April 29, 2011 / 12:29 AM / 6 years ago

Tribeca festival jury rewards first time directors

2 Min Read

NEW YORK (Reuters) - A Swedish film about two teenage girls whose friendship turns to rivalry, and a documentary about people in a barren California former resort town won the top prizes at the Tribeca Film Festival on Thursday.

"She Monkeys" by Lisa Aschan won best narrative feature and "Bombay Beach" by Israeli director Alma Har'el won the best documentary prize. Both films were the first feature length productions for the women.

"Bombay Beach," which earned a unanimous vote by the jury for its "beauty, lyricism, empathy and invention," takes place in the desolate desert by California's Salton Sea. It is a portrait of its inhabitants and the ghost town that remains after the area was virtually abandoned by vacationers decades ago.

Now in its tenth year, the Tribeca Film Festival was created as a bid to revive the New York neighborhood after the devastating September 11, 2001 attacks on the World Trade Center. The city estimates the festival has since generated $600 million.

This year more than 5,000 films were submitted, resulting in 93 feature films, which include 41 documentaries and 52 narrative fiction films.

The jury this year included directors David O. Russell and Atom Egoyan, and actors Paul Dano, Whoopi Goldberg, and Michael Cera.

"She Monkeys" was described in a jury statement as "haunting, resonant, but never posed." The tension between the two girls who become friends and rivals on an equestrian acrobatics team was recognized by the jury as a unique exploration of girlhood at that age.

"This film speaks of sex, adolescence, power, and ambition.

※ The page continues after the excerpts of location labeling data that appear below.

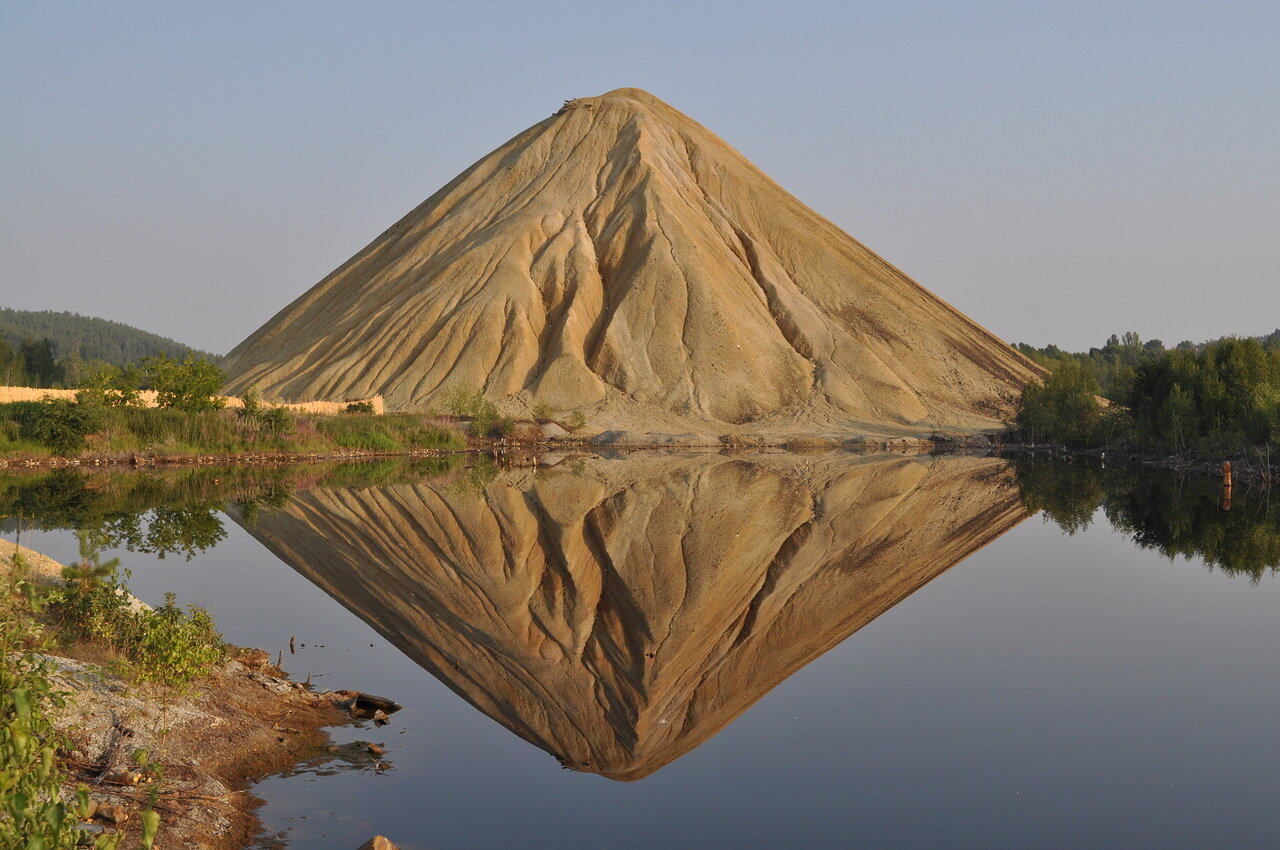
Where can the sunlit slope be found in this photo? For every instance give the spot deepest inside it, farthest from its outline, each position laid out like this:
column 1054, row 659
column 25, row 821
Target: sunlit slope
column 620, row 616
column 621, row 259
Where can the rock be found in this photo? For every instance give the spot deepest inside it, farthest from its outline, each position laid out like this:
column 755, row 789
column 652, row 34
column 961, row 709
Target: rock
column 254, row 658
column 378, row 842
column 113, row 813
column 86, row 833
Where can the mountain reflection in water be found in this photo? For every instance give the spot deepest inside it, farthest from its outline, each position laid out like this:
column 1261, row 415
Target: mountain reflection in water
column 620, row 612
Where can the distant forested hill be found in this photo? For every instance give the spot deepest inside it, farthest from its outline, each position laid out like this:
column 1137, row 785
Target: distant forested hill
column 86, row 338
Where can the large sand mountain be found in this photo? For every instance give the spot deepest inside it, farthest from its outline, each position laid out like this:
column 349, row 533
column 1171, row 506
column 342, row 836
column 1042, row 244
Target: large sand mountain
column 621, row 259
column 621, row 613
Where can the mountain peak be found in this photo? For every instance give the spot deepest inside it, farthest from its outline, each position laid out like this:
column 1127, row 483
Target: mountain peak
column 621, row 259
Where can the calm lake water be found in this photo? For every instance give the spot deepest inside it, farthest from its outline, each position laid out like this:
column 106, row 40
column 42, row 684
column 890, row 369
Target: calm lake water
column 821, row 650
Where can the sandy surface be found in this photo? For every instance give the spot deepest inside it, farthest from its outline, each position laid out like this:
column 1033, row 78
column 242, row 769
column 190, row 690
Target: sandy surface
column 622, row 260
column 241, row 723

It is original and authentic," the jury noted.

Ramadhan "Shami" Bizimana won best actor in the Rwandan and Australian film about genocide, "Grey Matter", for his role as Yvan. The film was director Kivu Ruhorahoza's first feature.

Carice van Houten was named best actress in "Black Butterflies", a drama based on the life during apartheid of South African poet Ingrid Jonker.